Au United Center de Chicago, le président a été adulé tout en prétendant être un artisan de la paix, alors qu’il a littéralement rendu possible le massacre méthodique de dizaines de milliers de civils palestiniens.

Orwell aurait compris. Un réflexe politique s’est mis en place de la part des principaux dirigeants américains, qui prétendent être des pacifistes tout en aidant et en encourageant les massacres. La normalisation de la tromperie sur le passé établit un modèle pour la perpétration d’une telle tromperie à l’avenir.

Ainsi, à l’intérieur du paradigme décrit par Orwell, Biden exerce un contrôle sur le présent, s’efforce de contrôler les récits sur le passé et cherche à faire en sorte que tout cela paraisse normal, préfigurant l’avenir.

L’empressement des délégués à applaudir le récit monstrueusement absurde de Biden sur la politique de son administration à l’égard de Gaza s’inscrivait dans un contexte plus large : la fête d’amour de la convention pour le président boiteux.

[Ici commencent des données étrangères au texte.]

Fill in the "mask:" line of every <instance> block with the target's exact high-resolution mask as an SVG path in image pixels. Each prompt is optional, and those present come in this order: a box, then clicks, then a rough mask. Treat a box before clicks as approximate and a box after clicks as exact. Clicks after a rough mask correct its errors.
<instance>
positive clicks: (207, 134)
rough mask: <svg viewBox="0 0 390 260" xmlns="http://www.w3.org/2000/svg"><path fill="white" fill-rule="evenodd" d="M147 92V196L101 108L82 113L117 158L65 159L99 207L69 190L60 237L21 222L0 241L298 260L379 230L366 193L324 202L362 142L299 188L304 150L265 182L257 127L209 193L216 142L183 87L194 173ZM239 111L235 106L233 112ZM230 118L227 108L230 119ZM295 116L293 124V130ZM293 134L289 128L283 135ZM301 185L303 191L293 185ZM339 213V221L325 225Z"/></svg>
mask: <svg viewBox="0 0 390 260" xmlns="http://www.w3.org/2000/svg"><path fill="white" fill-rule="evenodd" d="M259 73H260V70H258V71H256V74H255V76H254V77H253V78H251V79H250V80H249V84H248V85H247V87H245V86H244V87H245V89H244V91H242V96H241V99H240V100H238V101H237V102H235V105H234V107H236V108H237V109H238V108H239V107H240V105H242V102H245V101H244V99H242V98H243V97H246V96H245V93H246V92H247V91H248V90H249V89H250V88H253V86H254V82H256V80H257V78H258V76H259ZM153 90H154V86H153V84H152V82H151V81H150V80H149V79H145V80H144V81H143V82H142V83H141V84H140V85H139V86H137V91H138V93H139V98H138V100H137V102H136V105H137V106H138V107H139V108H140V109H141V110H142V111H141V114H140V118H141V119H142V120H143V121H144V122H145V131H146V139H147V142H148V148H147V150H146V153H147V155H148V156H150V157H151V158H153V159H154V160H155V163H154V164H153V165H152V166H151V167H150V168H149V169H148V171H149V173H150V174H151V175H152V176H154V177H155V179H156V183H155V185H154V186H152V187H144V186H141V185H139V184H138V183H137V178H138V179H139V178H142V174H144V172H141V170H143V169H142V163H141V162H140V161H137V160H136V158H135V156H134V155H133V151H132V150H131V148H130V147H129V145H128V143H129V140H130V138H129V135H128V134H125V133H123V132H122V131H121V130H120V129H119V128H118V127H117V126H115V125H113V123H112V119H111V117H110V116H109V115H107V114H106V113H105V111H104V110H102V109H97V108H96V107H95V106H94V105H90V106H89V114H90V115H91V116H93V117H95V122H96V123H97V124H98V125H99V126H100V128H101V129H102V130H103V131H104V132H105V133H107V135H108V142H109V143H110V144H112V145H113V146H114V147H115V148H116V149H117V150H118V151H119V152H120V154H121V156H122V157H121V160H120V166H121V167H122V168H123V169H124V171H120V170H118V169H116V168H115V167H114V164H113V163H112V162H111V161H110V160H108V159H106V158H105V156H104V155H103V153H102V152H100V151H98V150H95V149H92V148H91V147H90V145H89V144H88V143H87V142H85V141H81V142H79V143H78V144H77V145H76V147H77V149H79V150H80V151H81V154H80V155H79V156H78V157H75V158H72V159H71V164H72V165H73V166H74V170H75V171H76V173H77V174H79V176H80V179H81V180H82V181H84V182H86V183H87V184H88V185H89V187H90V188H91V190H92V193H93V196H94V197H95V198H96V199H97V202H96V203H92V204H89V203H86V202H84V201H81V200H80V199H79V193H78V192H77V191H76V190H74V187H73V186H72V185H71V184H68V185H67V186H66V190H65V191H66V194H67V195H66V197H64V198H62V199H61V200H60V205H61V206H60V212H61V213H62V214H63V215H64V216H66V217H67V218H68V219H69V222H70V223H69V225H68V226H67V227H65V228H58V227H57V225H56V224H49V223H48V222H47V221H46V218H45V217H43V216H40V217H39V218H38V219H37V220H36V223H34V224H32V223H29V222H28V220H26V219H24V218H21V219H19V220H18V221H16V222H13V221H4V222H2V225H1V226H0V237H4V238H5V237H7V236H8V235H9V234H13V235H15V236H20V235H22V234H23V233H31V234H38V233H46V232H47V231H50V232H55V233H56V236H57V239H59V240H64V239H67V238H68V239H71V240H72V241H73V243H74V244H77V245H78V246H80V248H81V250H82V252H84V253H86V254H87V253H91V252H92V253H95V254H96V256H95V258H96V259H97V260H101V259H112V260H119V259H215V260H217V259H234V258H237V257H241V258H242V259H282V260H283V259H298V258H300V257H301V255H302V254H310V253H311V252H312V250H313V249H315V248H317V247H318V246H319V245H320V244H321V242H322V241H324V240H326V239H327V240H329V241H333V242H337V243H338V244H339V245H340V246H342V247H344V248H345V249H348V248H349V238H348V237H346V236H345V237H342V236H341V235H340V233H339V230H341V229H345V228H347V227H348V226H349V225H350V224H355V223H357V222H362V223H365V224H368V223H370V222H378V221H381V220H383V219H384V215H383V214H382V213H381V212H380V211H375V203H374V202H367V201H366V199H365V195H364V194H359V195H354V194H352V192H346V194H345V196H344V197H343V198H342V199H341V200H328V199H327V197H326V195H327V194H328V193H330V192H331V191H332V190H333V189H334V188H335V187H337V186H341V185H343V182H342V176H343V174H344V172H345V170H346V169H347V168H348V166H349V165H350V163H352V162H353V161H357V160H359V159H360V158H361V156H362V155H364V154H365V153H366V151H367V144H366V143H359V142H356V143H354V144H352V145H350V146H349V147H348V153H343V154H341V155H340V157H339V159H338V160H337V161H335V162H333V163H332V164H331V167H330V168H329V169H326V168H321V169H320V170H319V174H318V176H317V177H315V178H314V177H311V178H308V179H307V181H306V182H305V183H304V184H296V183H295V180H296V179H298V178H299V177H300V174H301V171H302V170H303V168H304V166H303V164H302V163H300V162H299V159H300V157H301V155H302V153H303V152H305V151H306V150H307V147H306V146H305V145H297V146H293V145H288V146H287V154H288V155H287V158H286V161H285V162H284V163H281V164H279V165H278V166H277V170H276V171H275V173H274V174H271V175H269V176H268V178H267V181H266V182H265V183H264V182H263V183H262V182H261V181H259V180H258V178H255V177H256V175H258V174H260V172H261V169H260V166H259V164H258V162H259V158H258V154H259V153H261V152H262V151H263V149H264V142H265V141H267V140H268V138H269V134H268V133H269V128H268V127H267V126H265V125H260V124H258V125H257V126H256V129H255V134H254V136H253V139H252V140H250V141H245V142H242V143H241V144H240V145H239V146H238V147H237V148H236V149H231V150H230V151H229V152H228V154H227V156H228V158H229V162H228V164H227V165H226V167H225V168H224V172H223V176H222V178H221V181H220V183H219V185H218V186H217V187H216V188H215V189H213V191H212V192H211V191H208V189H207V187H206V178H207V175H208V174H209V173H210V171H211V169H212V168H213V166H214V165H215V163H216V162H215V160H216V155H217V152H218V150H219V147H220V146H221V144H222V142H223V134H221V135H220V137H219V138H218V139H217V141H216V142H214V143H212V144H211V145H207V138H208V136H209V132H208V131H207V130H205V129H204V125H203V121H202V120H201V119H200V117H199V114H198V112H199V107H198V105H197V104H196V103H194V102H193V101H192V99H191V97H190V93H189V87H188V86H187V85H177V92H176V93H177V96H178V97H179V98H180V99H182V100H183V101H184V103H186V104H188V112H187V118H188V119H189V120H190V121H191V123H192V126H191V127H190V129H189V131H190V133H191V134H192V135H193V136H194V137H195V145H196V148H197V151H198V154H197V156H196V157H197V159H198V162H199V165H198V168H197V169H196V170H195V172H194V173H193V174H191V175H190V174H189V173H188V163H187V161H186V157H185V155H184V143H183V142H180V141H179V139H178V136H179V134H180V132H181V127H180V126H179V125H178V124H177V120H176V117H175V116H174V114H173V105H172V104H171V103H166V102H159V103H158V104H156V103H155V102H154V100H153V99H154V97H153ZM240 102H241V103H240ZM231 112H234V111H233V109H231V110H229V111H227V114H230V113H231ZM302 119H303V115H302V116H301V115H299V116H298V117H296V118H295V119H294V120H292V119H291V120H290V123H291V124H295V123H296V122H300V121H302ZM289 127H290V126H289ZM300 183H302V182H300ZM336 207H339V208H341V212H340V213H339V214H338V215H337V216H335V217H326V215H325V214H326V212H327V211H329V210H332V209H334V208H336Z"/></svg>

Quelques heures avant l’ouverture de la convention, Peter Beinart a publié un court essai vidéo anticipant la ferveur de l’adulation. « Je ne pense pas que lorsqu’on analyse une présidence ou une personne, on puisse faire abstraction de ce qui s’est passé à Gaza », a-t-il déclaré. « Je veux dire que si vous êtes une personne à l’esprit libéral, vous pensez que le génocide est à peu près la pire chose qu’un pays puisse faire, et c’est à peu près la pire chose que votre pays puisse faire s’il arme un génocide».

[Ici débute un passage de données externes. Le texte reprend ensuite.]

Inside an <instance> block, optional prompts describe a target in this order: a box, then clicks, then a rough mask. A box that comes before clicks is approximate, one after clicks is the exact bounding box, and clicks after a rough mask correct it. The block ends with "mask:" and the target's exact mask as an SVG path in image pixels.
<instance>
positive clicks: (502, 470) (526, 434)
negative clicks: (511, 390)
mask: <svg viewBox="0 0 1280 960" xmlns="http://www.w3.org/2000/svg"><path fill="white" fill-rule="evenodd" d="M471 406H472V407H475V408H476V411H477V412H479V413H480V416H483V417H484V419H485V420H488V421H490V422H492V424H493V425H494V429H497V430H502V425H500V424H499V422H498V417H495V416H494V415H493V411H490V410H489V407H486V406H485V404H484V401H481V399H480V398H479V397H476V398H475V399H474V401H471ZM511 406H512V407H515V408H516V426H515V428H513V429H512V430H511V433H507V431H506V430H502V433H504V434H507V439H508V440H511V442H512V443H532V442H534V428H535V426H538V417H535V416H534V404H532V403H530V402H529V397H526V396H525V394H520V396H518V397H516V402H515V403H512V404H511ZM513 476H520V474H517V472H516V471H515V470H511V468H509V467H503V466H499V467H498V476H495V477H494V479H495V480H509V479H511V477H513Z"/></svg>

M. Beinart poursuit : « Et il n’y a plus vraiment de controverse sur le fait qu’il s’agisse d’un génocide. J’ai lu les écrits universitaires à ce sujet. Je ne vois pas de véritables spécialistes des droits de l’homme et du droit international qui affirment qu’il ne s’agit pas d’un génocide. . . . Si vous voulez dire quelque chose sur Joe Biden, le président, Joe Biden, l’homme, vous devez tenir compte de ce que Joe Biden, le président, Joe Biden, l’homme, a fait vis-à-vis de Gaza. C’est un élément central de son héritage. C’est un élément central de son caractère. Et si vous ne le faites pas, alors vous dites que les vies palestiniennes n’ont pas d’importance, ou du moins qu’elles n’ont pas d’importance ce jour-là, et je pense que c’est inhumain. Je ne pense pas que nous puissions jamais dire que la vie d’un groupe de personnes n’a tout simplement pas d’importance parce qu’il n’est pas pratique pour nous d’en parler à un moment donné ».

Pour souligner la grotesque obtusion morale de la scène de la convention, le président a fait l’éloge de sa progéniture et l’a embrassée dans une joyeuse démonstration de génération en génération. Joe Biden a quitté la scène en tenant la main de son mignon petit-fils, un enfant précieux qui n’est pas plus précieux que n’importe lequel des milliers d’enfants que le président a aidé Israël à tuer.

Norman Solomon est cofondateur et coordinateur national de RootsAction.org. Parmi ses ouvrages figurent « War Made Easy : How Presidents and Pundits Keep Spinning Us to Death » (La guerre rendue facile : comment les présidents et les experts continuent de nous faire mourir) et « War Made Invisible : How America Hides the Human Toll of Its Military Machine » (La guerre rendue invisible : comment l’Amérique cache le coût humain de sa machine militaire).